あなたには《ならず者の精製屋》がいます。対戦相手にはアンタップで+1/+1カウンターが2個乗っている《牙長獣の仔》がいます。攻撃しますか?

もしあなたの答えが「もっと情報が欲しい」なら、もちろん正しいです。ですが、もしあなたが望める情報を全て持っていたとしたら?あなたのライフは15、相手は12点。あなたの手札にはカードが無く、相手は3枚、その中の一つは《栄光をもたらすもの》だと思われる。戦場には他に何もありません。攻撃しますか?

では、あなたのライフは12点。あなたのライフは4点。ライフは5点。相手は18、6、9。あなたの手札は6枚。あなたの手札にカードは無い。戦場はいっぱい。あなたは《顕在的防御》を使っている。あなたは《顕在的防御》を使っていない。今はゲーム序盤。ゲーム終盤。あなたは攻撃しますか?

一部のプレイヤーは、マジックのゲームで与えられたどのシナリオでも、客観的に正しいプレイがあると信じています。私はその一人ではありません。

ええ、実際にはその中の一人ではないと言う方がフェアでしょう。哲学としては、私はどんなシナリオにも他の可能なプレイよりわずかに良いプレイがあるという考えに同意します。私はただ、それがどんなプレイなのかを見極めるのはたいていの場合現実的とは思えないのです。したがって、私は大抵の場面で広い範囲のプレイを最高のプレイとして扱うということになります。

もちろん、それは全てのプレイングが正しい、または擁護できるものであるとは限りません。明らかに間違っているミスも起こりえます。例えば、あなたは人間デッキで《教区の勇者》と《貴族の教主》を同じターン中にプレイしようとするなら、《教区の勇者》を先にプレイするべきでしょう。もちろん、+1/+1カウンターが欲しくない奇妙なシナリオもあるでしょうが、あなたがそのシナリオの中にいないならば、先に《貴族の教主》をプレイするのは単純明快に間違っています。

しかし他のプレイは本当の間違いと違って複雑です。あなたの《タルモゴイフ》を序盤に出すのは、墓地が増える前に《稲妻》で焼かれるリスクに見合っているのか?あなたが若干ビハインドである複雑な戦場で、あなたの2/2と相手の3/2をトレードしたいですか?あなたは相手の戦術的に重要なブロッカーに対してブラフ付きで攻撃するべきでしょうか?

このような問題には、はっきりした答えがある時もあります。それ以外の時は、違います。それでよいのです、なぜなら、もしどんな時でも簡単に答えが出せるなら、マジックが今のように人気になったとは思わないからです。このゲームを上手くプレイする難しさは、私や他の多くのプレイヤーがマジックに魅せられる理由の大部分を占めています。

海のように膨大な良いプレイの中から最高のプレイを選ぶという問題は、マジックの本質です。私は必ずしも正しい答えがあるとは思いません。しかし、あなたが単に良いプレイの中から適当に選んでから良い結果を期待しても構わないという意味では全くありません。私は一番良いプレイを選ぶ実証済みの方法は持っていませんが、考えるための材料はあります。

個々のプレイを独立して考えるのは止めましょう。

鍵は一貫性である

私達はマジックのプレイを必要なものが全てそろった存在のように、まるで戦場の状況・ライフの量・主人公が持つ手札のカード・敵の手札の枚数・ゲームがどこまで進んだか・それ以外のあらゆる要素が明確な答えを導き出すために十分なだけ存在するかのように議論します。しかしマジックのプレイは他と無関係に孤立しているわけではありません。

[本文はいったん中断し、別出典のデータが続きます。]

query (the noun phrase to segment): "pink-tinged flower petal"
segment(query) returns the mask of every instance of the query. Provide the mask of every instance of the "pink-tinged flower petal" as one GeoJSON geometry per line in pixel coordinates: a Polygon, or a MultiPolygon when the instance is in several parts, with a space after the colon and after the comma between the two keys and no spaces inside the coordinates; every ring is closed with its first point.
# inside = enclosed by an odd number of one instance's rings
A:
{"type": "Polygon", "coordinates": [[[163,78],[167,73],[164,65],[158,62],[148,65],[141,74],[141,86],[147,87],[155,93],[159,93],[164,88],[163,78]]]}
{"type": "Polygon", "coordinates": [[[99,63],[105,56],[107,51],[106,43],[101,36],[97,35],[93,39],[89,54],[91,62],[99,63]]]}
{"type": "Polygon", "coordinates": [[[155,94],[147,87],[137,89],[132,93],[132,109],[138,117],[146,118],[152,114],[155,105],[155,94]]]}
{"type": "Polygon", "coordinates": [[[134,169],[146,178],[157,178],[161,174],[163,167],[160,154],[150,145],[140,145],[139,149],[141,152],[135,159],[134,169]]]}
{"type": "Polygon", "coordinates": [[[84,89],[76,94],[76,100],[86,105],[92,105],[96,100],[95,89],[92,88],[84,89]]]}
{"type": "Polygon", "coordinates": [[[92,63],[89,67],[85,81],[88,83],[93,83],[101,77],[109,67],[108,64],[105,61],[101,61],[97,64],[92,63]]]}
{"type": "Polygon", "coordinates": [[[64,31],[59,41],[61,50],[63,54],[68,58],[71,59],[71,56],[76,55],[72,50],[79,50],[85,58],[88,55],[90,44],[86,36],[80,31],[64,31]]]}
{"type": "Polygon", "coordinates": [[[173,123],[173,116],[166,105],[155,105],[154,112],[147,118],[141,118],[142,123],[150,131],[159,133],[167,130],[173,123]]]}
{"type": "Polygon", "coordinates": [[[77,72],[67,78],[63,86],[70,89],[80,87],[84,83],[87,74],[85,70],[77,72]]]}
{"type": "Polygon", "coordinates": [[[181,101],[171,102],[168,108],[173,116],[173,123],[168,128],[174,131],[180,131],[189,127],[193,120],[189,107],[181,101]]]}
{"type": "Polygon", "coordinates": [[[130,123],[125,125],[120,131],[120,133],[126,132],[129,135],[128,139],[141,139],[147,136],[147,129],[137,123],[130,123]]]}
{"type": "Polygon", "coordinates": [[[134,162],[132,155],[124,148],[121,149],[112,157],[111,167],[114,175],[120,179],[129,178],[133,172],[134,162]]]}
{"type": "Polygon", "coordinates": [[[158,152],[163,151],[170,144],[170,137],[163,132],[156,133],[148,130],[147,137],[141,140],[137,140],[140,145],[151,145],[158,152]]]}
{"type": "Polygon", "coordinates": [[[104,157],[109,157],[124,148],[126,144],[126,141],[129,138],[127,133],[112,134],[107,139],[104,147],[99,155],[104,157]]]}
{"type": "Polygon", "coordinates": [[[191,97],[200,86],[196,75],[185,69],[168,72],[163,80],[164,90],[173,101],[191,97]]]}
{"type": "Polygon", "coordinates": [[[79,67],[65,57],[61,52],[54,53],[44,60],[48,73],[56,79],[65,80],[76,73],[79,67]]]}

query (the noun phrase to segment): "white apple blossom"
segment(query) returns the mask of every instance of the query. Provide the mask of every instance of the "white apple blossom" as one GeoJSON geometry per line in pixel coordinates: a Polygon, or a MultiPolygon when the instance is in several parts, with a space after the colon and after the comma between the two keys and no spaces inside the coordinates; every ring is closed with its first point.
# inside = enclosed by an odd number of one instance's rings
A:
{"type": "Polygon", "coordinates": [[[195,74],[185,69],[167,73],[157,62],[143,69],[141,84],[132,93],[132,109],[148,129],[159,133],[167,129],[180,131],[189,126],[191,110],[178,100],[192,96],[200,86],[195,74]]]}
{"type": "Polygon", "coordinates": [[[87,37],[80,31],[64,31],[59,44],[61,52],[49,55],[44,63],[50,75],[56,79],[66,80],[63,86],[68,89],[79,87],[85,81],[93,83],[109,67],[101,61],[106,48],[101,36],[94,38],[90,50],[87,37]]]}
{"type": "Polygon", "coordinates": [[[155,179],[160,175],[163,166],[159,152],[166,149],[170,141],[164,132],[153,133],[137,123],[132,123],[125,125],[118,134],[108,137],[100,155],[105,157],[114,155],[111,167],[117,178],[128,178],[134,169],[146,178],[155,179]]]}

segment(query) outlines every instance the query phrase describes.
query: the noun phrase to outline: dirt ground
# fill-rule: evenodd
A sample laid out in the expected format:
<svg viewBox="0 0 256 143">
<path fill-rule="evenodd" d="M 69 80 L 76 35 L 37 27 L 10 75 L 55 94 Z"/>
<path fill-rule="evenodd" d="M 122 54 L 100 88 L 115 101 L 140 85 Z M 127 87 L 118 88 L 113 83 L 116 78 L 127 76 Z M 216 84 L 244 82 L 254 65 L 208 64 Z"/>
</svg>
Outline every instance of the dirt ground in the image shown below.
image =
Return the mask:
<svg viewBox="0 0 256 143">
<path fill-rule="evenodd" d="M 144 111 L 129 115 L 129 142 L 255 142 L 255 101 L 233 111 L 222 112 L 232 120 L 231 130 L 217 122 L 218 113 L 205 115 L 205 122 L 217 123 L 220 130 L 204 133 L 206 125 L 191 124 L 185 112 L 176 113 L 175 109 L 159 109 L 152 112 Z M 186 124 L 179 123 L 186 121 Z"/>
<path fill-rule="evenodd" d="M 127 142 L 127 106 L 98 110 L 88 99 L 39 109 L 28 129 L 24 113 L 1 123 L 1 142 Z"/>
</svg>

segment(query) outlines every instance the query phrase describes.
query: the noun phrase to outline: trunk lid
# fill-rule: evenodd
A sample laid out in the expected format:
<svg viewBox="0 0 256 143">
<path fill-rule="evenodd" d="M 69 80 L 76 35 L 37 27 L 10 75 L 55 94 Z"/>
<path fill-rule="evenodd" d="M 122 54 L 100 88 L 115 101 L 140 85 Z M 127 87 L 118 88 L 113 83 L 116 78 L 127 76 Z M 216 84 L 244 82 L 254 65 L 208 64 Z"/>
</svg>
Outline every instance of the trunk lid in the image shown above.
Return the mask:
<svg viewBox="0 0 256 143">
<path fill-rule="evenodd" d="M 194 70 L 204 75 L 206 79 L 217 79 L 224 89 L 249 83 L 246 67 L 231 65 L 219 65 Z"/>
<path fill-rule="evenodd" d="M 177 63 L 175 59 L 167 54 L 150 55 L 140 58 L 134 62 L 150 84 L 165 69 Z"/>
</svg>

私達の多くと同じように、私も大会のラウンド間で友人のゲームを観戦するのが好きです。彼らが行ったプレイで明確な間違いではないけど私が賛成できないものがあった場合、その時の話はその単一のプレイだけには絶対なりません。

もちろん、私達の議論は問題になったプレイから始まります。しかし彼らはそれから理由を説明します。もしその理由が納得出来るものでなけれな、私はただそのプレイだけを話すことはしません。代わりに、私は彼らが行った、元のプレイと噛み合っていないと思った他のプレイを指摘しています。確かに、元々の理由付けは申し分ないかも知れませんが、そうであればそのXを他の時にもやるべきだったのです。そんな話をします。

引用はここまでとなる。